Bangladesh is rapidly developing and this is an overall plus for the economy. However, it could bring a slight hiccup in the years to come. The nation’s main source of income, its textile industry, faces an imminent, irreversible decline with its graduation in development stages. Tourism could be Bangladesh’s biggest hope, with the industry contributing 10.4% to the global GDP. However, tourism only comprised 4.4% of Bangladesh’s GDP as of 2018, painting a bleak picture for the future of tourism. The country has been performing second to least successfully concerning popular destinations in Asia.

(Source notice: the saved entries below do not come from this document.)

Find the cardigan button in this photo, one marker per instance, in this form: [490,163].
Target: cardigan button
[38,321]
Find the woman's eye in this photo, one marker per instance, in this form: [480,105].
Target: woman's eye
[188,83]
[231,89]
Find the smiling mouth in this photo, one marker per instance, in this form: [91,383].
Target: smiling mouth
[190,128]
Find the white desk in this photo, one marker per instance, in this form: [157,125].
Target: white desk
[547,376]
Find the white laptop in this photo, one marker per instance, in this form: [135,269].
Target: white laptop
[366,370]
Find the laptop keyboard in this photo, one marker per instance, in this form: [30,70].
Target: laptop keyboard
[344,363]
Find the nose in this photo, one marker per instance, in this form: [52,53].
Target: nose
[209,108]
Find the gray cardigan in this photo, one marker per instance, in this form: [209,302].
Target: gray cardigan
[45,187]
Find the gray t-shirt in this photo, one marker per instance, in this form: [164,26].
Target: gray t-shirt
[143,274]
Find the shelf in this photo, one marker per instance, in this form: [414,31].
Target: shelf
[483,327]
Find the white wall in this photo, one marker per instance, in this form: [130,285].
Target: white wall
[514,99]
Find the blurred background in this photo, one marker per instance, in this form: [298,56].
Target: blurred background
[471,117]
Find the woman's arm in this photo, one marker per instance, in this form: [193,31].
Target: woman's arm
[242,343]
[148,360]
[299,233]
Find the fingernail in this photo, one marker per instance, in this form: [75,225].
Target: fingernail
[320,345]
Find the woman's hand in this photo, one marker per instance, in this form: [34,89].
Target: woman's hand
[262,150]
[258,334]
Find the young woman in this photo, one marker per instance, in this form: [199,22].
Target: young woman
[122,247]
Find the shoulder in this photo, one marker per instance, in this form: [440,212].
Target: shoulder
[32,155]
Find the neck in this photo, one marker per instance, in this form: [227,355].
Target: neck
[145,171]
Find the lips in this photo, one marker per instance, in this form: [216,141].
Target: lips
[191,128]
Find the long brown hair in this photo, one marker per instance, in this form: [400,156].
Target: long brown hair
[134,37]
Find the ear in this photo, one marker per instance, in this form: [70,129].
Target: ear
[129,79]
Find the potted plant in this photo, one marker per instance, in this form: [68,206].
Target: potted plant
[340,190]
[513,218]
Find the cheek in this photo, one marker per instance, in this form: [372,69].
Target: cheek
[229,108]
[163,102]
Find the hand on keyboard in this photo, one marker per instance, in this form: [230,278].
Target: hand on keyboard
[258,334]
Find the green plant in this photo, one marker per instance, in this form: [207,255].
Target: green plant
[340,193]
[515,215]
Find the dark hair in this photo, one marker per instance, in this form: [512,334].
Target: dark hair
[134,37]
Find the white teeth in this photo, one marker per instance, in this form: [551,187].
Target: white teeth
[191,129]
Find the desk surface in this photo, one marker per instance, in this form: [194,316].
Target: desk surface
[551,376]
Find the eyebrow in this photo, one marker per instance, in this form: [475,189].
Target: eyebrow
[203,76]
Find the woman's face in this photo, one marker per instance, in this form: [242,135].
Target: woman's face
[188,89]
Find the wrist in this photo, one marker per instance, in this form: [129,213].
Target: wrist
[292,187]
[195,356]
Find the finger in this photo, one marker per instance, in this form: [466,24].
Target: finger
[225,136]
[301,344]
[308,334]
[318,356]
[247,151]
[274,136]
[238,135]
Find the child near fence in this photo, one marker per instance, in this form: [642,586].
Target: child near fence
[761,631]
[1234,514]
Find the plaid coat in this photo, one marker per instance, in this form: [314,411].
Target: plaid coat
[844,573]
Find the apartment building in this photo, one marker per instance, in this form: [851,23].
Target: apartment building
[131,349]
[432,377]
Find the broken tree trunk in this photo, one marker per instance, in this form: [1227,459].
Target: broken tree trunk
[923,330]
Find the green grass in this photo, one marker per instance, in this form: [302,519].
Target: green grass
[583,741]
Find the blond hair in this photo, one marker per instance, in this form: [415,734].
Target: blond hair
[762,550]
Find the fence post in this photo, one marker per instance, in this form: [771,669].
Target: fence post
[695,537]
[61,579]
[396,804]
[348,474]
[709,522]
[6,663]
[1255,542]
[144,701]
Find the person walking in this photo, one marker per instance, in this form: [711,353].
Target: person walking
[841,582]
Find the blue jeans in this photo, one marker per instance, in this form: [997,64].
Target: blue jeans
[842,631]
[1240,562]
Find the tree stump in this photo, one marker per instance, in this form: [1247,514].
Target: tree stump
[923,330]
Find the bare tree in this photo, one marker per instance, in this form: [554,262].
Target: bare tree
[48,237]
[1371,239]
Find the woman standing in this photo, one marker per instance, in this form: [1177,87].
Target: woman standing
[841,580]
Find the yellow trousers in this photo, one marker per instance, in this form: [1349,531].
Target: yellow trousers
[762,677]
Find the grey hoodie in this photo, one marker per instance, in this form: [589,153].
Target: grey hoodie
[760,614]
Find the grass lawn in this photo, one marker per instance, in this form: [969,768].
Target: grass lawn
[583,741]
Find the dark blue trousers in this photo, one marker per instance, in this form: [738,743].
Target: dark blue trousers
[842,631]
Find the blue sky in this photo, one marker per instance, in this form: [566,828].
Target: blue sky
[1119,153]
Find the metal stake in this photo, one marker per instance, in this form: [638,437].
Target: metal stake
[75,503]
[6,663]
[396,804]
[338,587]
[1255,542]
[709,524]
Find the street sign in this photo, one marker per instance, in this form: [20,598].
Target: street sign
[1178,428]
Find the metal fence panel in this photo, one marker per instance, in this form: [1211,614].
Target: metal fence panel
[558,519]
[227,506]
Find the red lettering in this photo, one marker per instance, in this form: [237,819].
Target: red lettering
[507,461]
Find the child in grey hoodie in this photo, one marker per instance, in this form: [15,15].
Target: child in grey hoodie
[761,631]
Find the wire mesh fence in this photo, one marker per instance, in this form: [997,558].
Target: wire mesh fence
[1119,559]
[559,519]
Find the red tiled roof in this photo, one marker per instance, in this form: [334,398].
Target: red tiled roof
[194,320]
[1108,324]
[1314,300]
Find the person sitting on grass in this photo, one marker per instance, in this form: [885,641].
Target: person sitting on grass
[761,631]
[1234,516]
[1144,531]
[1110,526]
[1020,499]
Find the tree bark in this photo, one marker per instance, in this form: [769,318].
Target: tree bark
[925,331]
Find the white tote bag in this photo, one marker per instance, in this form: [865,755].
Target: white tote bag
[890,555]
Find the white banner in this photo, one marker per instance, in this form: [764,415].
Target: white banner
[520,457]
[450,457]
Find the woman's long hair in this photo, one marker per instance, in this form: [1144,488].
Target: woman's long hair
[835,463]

What might help is how well South Asia has been performing in tourism. Nations that have performed well in this area, like India, Malaysia, Indonesia, Thailand, Singapore and Vietnam, drew in 86% of the region’s total earnings in 2018 – a high Bangladesh was able to ride on the coattails of, as it attempted to market itself as a more desirable tourist destination. In recent years, Southeast and Southern Asia have demonstrated success in tourism, with respective 8% and 10% rates of growth.

One factor that greatly affects tourism is the visa facilities in a country. If tourists find the entry process to be too much of a hassle, they may be less inclined to vacation there. In India, a top-performing country in tourism, most of the world can easily obtain an e-Visa. In Bangladesh, however, in order for a person to gain a visa, many of their neighbors need to secure a visa beforehand. This further hampers an already struggling tourism industry.

Nigeria

Some have long thought of Nigeria as having great tourism potential, although obstacles in economic development stand in the way of meeting this full potential. Countries also have accommodation rates to take into account with tourism economies. Too steep a price may turn travelers off while not charging enough will undercut the profit potential of having a tourism economy to begin with. Since not all currencies convert equally, tourism-economies do well when they draw tourists from places with currencies that are more valuable to them. For example, Nigeria has this advantage over the U.S., with $1 being equal to 381.25 Nigerian Nairas. The average hotel rate in the U.S. was $131.21 per night as of 2019, while in Nigeria, the daily rate averaged anywhere in-between the equivalent of $27 and $128.

Relative Problems

Where tourism differs from other income-generating industries is that demand is less certain. If there is a use for a product, then a demand exists, and if there is a demand, then a country can profit by supplying for that demand. However, with tourism-economies, the “use” that creates demand is fickle, and as such, the success of the country “filling the supply” is less secure.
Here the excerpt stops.